E os velhos se apaixonarão de novo…

Meu amigo não chegou na hora marcada. Telefonou dizendo que estava num velório. Chegou atrasado, sorridente. E me contou que fora no velório que lhe viera aquela felicidade. Pensei logo que o morto deveria ser seu inimigo. Não era. Um tio, muito querido, pessoa doce, 82 anos. E ele me contou uma história de um amor… Parece que seu velho corpo não suportara a intensidade da felicidade tardia, e os seus músculos não deram conta do jovem que, repentinamente, dele se apossara.

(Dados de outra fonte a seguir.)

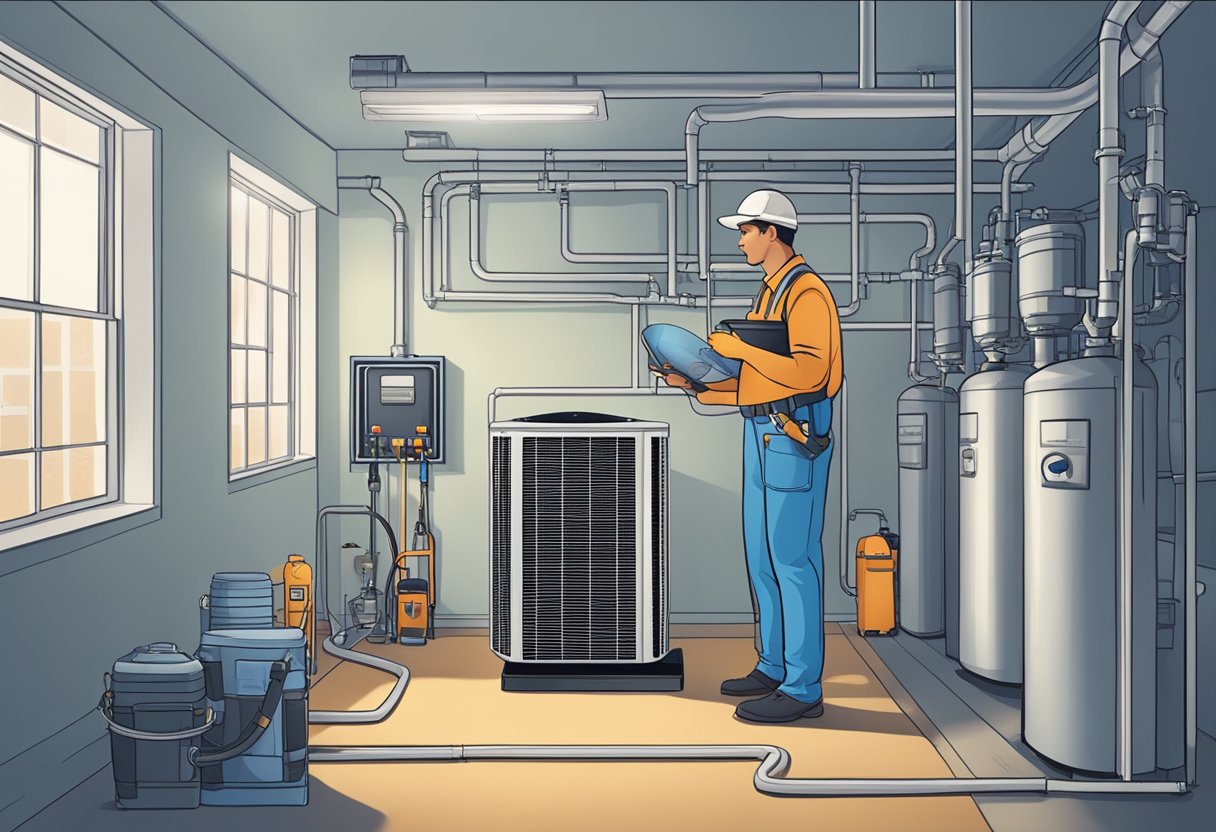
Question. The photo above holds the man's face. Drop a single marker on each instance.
(755, 245)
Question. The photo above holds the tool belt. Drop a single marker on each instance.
(801, 433)
(784, 405)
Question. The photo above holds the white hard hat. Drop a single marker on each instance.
(767, 206)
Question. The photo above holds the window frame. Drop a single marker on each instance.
(302, 354)
(106, 293)
(129, 252)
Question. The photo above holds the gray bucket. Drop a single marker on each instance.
(240, 601)
(155, 690)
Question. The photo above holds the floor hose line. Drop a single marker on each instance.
(769, 777)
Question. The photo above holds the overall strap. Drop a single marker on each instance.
(783, 287)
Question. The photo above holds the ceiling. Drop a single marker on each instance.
(298, 55)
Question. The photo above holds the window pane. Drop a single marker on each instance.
(16, 383)
(73, 474)
(281, 239)
(240, 223)
(257, 376)
(16, 106)
(257, 436)
(257, 314)
(68, 131)
(69, 231)
(236, 309)
(279, 432)
(73, 381)
(236, 439)
(236, 393)
(16, 217)
(16, 485)
(282, 352)
(259, 237)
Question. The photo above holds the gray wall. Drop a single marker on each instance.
(67, 618)
(490, 346)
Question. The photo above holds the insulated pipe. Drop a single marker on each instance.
(866, 44)
(769, 777)
(1110, 150)
(400, 256)
(1031, 140)
(963, 168)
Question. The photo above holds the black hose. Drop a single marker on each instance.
(257, 725)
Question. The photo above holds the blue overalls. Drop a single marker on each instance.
(783, 502)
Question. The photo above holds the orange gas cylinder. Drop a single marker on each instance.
(298, 596)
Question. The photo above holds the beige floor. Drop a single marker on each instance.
(455, 698)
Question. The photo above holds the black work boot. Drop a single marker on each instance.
(777, 708)
(754, 684)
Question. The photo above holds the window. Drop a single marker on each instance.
(58, 330)
(271, 352)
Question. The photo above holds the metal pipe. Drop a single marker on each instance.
(1031, 141)
(400, 256)
(854, 241)
(1191, 415)
(794, 181)
(866, 39)
(843, 538)
(963, 166)
(877, 104)
(474, 254)
(769, 777)
(1126, 471)
(551, 156)
(1110, 150)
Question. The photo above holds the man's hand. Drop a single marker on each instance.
(727, 344)
(673, 378)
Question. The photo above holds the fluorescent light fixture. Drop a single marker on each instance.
(484, 105)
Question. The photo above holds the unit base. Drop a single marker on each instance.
(664, 675)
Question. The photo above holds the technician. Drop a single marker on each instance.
(784, 471)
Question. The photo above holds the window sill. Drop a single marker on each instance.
(37, 543)
(262, 476)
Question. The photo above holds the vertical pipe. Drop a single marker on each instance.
(1192, 461)
(1126, 471)
(866, 54)
(963, 150)
(1109, 152)
(703, 251)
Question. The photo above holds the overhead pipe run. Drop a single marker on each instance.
(1031, 141)
(400, 256)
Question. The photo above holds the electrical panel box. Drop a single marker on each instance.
(399, 395)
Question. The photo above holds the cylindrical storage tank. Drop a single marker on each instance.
(947, 314)
(928, 438)
(990, 523)
(992, 322)
(1073, 520)
(1051, 257)
(240, 601)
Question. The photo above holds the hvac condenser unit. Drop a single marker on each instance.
(579, 539)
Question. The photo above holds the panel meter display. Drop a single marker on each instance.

O amor surgira no tempo em que ele é mais puro: a adolescência. Mas naqueles tempos havia uma outra AIDS, chamada tuberculose, que se comprazia em atacar as pessoas bonitas, os artistas, os apaixonados — esses eram os grupos de risco. Pois ela, a tuberculose, invejosa da felicidade dos dois, alojou-se nos pulmões do moço, que teve de ir em busca de ar puro, no alto das montanhas, sanatório, tal como Thomas Mann descreve em seu livro — ”A montanha mágica”. Quem ia para tais lugares despedia-se com um “adeus”, um olhar de “nunca mais”. Na melhor das hipóteses, muitos anos haveriam de passar antes do reencontro.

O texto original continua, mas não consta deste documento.